Landwirtschaft umstellen

Nehmen wir das Beispiel Landwirtschaft. Kaum ein Sektor trägt so entscheidend zum ökologischen Fußabdruck eines Landes bei wie der Agrarsektor. Es wäre technisch ohne Weiteres möglich, die gesamte landwirtschaftliche Produktion Österreichs, Europas, ja der ganzen Welt auf "biologischen" Standard umzustellen. Dies würde nicht nur den Anteil der Landwirtschaft an den globalen Treibhausgasemissionen auf einen Bruchteil reduzieren (er liegt derzeit bei bis zu 30 Prozent!), sondern auch den gesamten ökologischen Fußabdruck eines Landes drastisch verkleinern.

Um die ganze Welt biologisch (das heißt hauptsächlich ohne den Einsatz von Kunstdünger, Spritzmitteln und Tierfabriken) zu ernähren, müssten lediglich die hoch entwickelten Industrienationen ihren Fleischkonsum um etwa die Hälfte reduzieren.

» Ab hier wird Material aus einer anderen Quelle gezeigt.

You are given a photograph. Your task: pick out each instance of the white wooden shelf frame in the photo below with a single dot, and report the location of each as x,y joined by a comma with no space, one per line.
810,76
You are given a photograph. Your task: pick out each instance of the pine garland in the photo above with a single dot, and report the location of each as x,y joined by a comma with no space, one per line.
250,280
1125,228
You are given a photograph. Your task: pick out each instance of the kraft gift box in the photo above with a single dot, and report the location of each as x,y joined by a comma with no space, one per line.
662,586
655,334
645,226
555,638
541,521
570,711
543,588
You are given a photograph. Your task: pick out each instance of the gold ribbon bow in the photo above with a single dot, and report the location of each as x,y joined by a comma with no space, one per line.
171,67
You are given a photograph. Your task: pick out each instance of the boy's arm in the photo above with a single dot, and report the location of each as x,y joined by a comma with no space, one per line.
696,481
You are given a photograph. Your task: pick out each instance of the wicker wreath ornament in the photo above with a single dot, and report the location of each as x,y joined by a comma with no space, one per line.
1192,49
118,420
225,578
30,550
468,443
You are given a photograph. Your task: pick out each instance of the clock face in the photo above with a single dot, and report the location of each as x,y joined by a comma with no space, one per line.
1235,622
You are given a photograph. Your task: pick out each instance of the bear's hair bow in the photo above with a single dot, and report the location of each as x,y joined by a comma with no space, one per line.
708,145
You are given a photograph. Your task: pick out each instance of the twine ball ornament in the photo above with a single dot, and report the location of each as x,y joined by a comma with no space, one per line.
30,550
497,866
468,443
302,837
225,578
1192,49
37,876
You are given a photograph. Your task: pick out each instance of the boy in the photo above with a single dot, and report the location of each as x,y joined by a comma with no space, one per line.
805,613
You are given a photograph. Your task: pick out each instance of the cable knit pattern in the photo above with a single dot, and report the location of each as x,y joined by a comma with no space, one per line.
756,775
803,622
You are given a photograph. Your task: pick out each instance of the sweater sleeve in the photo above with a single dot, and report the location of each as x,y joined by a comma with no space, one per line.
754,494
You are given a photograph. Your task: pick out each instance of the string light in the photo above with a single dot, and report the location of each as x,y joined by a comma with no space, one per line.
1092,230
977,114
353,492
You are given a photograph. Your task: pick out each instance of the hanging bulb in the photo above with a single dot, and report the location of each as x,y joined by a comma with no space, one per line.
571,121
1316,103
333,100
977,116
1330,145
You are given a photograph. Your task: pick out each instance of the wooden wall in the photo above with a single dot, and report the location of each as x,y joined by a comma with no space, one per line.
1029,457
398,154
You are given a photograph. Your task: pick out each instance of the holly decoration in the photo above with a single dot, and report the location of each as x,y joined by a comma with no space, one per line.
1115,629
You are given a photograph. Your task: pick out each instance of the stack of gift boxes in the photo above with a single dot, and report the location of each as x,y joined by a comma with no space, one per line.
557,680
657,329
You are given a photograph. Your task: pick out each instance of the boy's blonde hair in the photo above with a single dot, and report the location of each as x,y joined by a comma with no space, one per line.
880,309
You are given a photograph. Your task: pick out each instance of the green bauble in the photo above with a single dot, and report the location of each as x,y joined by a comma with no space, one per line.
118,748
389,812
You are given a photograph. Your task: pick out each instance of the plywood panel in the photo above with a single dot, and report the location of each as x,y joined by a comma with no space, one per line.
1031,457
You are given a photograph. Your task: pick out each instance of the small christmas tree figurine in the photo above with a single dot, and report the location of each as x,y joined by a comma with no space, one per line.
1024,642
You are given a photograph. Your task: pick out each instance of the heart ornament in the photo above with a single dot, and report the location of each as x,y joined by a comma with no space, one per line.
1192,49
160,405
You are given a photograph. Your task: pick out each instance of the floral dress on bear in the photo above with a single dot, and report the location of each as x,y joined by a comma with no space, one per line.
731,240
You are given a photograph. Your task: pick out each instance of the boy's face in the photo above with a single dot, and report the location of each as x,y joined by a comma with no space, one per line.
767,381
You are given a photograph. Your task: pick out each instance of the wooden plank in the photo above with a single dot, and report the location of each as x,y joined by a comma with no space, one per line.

Warum, so fragt man sich, ist es angesichts der sich zuspitzenden Klima-, Umwelt- und Energiekrisen nicht längst zum erklärten Ziel der offiziellen Politik geworden, das gesamte Landwirtschaftssystem auf biologischen Standard umzustellen? Kaum eine andere Maßnahme wäre besser geeignet, ganze Länder und Regionen dem Ziel einer "nachhaltigen Entwicklung" schlagartig näher zu bringen. Wahrscheinlich könnten sogar ein paar Punkte im Human Development Index dazugewonnen werden – denn Lebenserwartung und -qualität der Menschen würden bestimmt nicht darunter leiden. (DER STANDARD, Printausgabe, 23.1.2008)

Zur Person: Daniel Hausknost ist Doctoral Fellow an der School of Politics, International Relations and Philosophy, Keele University, in Großbritannien. Zuletzt erschien von ihm "Weg ist das Ziel. Zur Dekonstruktion der Ökologiebewegung" (Wien/Münster: LIT , 2005).